Yes this is true, Iams conclusion is incorrect nothing is stopping there being different changing weather. eg non cloud based weather ->
https://www.youtube.com/results?search_query=Weather+in++red+dead+Redemption+2
Yes having the ability to pull the actual weather at a place in real time is technically cool but for gameplay will prolly make the game worse. Its like my game I recently made it so you can choose where in the world you are so the sun position/daylight/night changes depending on what you put in. first I stuck in here barcelona so coords N 41 E 2, tried other numbers and it seem further from the equator both looked better (and gave you slightly longer daylight (depening on the time of year of course), S 47 looked the best) now if I added weather based on whats actually happening at the place it would be pretty boring, for the next 4 months theres gonna be nary a cloud in the sky, whilst it rains a handful of times a year. Like I often say reality is often boring.
Its like with RDR2 its fictional world looks like its made up of all over the USA according to the following page. (yet its only 29 miles square, if you took any part of the USA its not gonna vary as much as they used in their map)
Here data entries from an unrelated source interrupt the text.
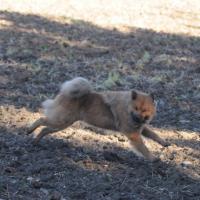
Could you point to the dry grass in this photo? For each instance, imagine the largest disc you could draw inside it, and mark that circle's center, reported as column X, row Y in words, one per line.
column 175, row 16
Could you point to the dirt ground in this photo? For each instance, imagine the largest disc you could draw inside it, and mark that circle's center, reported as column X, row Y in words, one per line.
column 38, row 53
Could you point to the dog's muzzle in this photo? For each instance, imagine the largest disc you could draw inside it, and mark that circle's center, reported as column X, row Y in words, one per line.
column 136, row 118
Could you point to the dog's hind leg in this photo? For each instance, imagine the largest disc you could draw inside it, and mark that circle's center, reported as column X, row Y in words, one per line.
column 40, row 122
column 152, row 135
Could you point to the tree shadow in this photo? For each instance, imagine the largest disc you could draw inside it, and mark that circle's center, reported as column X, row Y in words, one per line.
column 76, row 171
column 37, row 54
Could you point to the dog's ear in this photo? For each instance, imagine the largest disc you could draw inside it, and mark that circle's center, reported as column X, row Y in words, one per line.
column 133, row 94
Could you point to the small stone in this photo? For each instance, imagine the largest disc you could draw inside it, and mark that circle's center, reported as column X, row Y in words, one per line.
column 110, row 156
column 36, row 183
column 55, row 196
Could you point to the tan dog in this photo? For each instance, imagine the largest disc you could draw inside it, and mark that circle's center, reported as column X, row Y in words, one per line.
column 127, row 112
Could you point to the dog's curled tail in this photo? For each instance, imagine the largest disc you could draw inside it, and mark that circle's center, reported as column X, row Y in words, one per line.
column 76, row 88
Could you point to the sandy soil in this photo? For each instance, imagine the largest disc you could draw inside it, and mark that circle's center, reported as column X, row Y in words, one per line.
column 117, row 47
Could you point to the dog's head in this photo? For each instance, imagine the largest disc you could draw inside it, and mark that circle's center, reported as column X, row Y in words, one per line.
column 142, row 108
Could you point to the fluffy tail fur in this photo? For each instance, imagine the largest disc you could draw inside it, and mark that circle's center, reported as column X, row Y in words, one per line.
column 74, row 88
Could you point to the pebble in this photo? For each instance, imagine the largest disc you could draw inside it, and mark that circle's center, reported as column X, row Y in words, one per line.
column 186, row 163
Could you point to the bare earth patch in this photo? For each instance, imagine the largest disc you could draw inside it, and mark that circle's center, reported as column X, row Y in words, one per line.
column 152, row 47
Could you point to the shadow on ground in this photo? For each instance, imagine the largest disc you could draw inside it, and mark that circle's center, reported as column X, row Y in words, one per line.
column 38, row 54
column 64, row 167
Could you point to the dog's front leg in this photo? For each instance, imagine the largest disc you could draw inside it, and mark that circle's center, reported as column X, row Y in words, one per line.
column 137, row 142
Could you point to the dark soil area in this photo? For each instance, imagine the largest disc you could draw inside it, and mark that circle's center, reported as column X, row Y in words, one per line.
column 38, row 54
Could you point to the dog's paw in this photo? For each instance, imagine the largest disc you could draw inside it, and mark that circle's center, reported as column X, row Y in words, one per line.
column 164, row 143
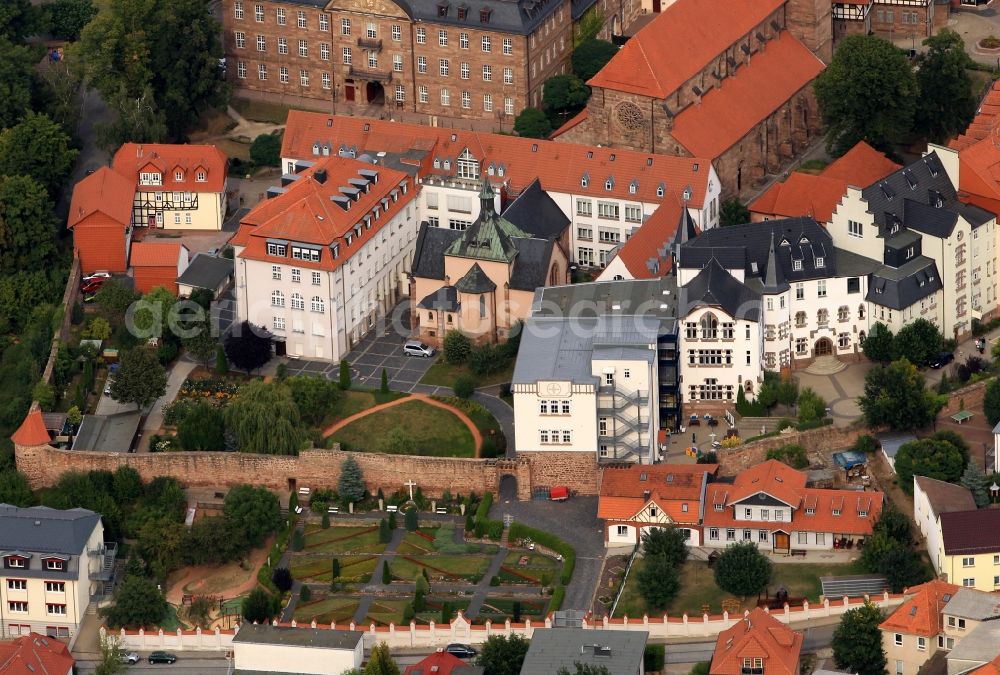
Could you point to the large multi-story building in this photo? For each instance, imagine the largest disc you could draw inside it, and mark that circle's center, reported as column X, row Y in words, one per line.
column 320, row 260
column 606, row 194
column 481, row 59
column 55, row 563
column 597, row 370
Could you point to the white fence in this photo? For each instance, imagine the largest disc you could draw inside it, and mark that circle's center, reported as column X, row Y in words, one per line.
column 461, row 630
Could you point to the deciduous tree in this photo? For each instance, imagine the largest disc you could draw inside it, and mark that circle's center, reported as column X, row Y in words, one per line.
column 140, row 378
column 946, row 103
column 742, row 569
column 867, row 93
column 857, row 641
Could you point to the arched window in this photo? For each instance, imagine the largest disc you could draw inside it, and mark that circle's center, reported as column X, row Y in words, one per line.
column 709, row 327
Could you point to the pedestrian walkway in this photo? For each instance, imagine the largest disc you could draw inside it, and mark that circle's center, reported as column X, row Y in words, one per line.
column 477, row 437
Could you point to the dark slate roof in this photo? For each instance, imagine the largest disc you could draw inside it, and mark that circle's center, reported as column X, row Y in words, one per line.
column 40, row 529
column 475, row 281
column 970, row 531
column 531, row 266
column 443, row 299
column 320, row 638
column 920, row 197
column 900, row 287
column 536, row 213
column 747, row 247
column 206, row 271
column 715, row 287
column 428, row 256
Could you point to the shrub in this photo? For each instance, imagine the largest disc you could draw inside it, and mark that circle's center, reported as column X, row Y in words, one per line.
column 464, row 386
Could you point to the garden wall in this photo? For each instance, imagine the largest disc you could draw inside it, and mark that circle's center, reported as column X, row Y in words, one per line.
column 320, row 469
column 460, row 630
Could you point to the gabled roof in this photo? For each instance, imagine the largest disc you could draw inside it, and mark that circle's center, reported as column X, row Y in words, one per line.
column 678, row 44
column 944, row 497
column 920, row 614
column 970, row 532
column 150, row 254
column 559, row 166
column 133, row 158
column 40, row 529
column 860, row 166
column 103, row 191
column 716, row 287
column 757, row 635
column 535, row 212
column 729, row 112
column 32, row 430
column 648, row 252
column 35, row 654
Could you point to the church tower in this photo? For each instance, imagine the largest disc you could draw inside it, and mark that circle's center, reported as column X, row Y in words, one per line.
column 811, row 21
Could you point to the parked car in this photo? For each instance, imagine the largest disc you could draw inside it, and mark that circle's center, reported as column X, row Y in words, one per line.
column 941, row 360
column 418, row 348
column 162, row 657
column 460, row 650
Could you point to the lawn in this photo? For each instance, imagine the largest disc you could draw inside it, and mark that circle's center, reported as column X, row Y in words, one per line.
column 343, row 540
column 440, row 567
column 327, row 610
column 434, row 431
column 698, row 587
column 445, row 374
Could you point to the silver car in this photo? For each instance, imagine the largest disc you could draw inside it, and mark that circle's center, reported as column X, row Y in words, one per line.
column 418, row 348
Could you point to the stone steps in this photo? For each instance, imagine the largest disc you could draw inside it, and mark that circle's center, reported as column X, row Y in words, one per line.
column 825, row 365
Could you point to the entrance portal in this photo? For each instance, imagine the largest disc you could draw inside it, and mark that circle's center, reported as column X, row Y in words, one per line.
column 374, row 93
column 824, row 347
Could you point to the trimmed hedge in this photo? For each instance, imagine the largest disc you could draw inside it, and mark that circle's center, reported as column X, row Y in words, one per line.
column 550, row 541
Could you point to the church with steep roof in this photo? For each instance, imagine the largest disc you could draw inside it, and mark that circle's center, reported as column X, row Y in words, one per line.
column 481, row 280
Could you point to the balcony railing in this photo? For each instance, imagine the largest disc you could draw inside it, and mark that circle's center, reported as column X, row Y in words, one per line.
column 371, row 75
https://www.shacknews.com/article/109148/where-does-red-dead-redemption-2-take-place
btw I thought the showcase of the cloud was crackdown 3?
https://www.eurogamer.net/articles/...-zone-what-happened-to-the-power-of-the-cloud
but seriously if you want a better showcase of the power of the cloud than flight simulation just choose practically any multiplayer game and even more so ones with persistent worlds, eg for MS a better example is minecraft
Real time real world data makes a game better or worse depending on the game. For Flight Simulator it's obviously a
huge win because it's a simulator based on the real world. It's most passionate fans (the ones that spend hundreds or thousands of USD on it) are actual pilots who want something that mirrors the real world as closely as possible. Everything form the flight model, to atmospherics, to geography. How much is simulation accuracy valued? Real world commercial pilots have been using it for decades as a way to keep their piloting skills sharp when now actually flying their routes as well as to familiarize themselves with new routes should they be required to start flying a different route than what they are currently flying.
However, if your gameplay is tied to in game weather, like for example some rare monster in an RPG that you're farming to get its rare drop only spawns during the night with an overcast sky and a full moon ... well, real time real world weather data being used probably isn't a great idea.
So, the value of real world data being incorporated into a game in real time will obviously depend on the game and what the game is attempting to achieve. Personally, I'd love it if a driving simulator used real world data incorporated in real time to model traffic and weather in the game. Obviously a more arcade oriented driving game wouldn't want to do that, but for a driving simulator I'd love it.
One of the things that has always been a bit off-putting for me in driving simulators was the arbitrary weather (when the game even bothered to present weather effects). Rain is often there for the entire race or not there. It would snow for the entire race or it wouldn't. The few attempts to vary conditions during a race always feel artificial and too abrupt. I'd love it if weather variability mirrored the real world. But then, I love accurate simulations more than arcade like facsimiles of a simulation. YMMV.
One area, I'd love to see advancement in is more work towards global physics simulations. Things that aren't directly player interactable, which would make them less latency sensitive. For example, pushing a box is directly player interactable, while setting a bomb on a structure and then triggering it remotely (either timed or via remote control) isn't. Combined with a shared world, this could be absolutely incredible. Going back to the driving simulator example, imagine crashing into a building and having accurate physics based destruction (generally too expensive on local machines) which is shared with everyone in that game world instance. Where doing something like this for an individual gamer in a solo instance could be considered too expensive, if it is instead shared with 20 or 100 gamers in a game world instance? The cost is then amortized/shared with a large number of gamers. I know crackdown was supposed to show things like this, but it wasn't quite there.
Hell, it's pretty incredible that a 12 year old game (Battlefield Bad Company) has more environmental destruction than almost any AAA game released since (lots of Indie games have that level of destruction or more). Despite having SIGNIFICANTLY more hardware power, the last generation of consoles regressed in so many areas WRT gameplay compared to the PS3/X360 generation. Prime example of prettier pixels being far more important in AAA games than actual gameplay affecting tech. /sad.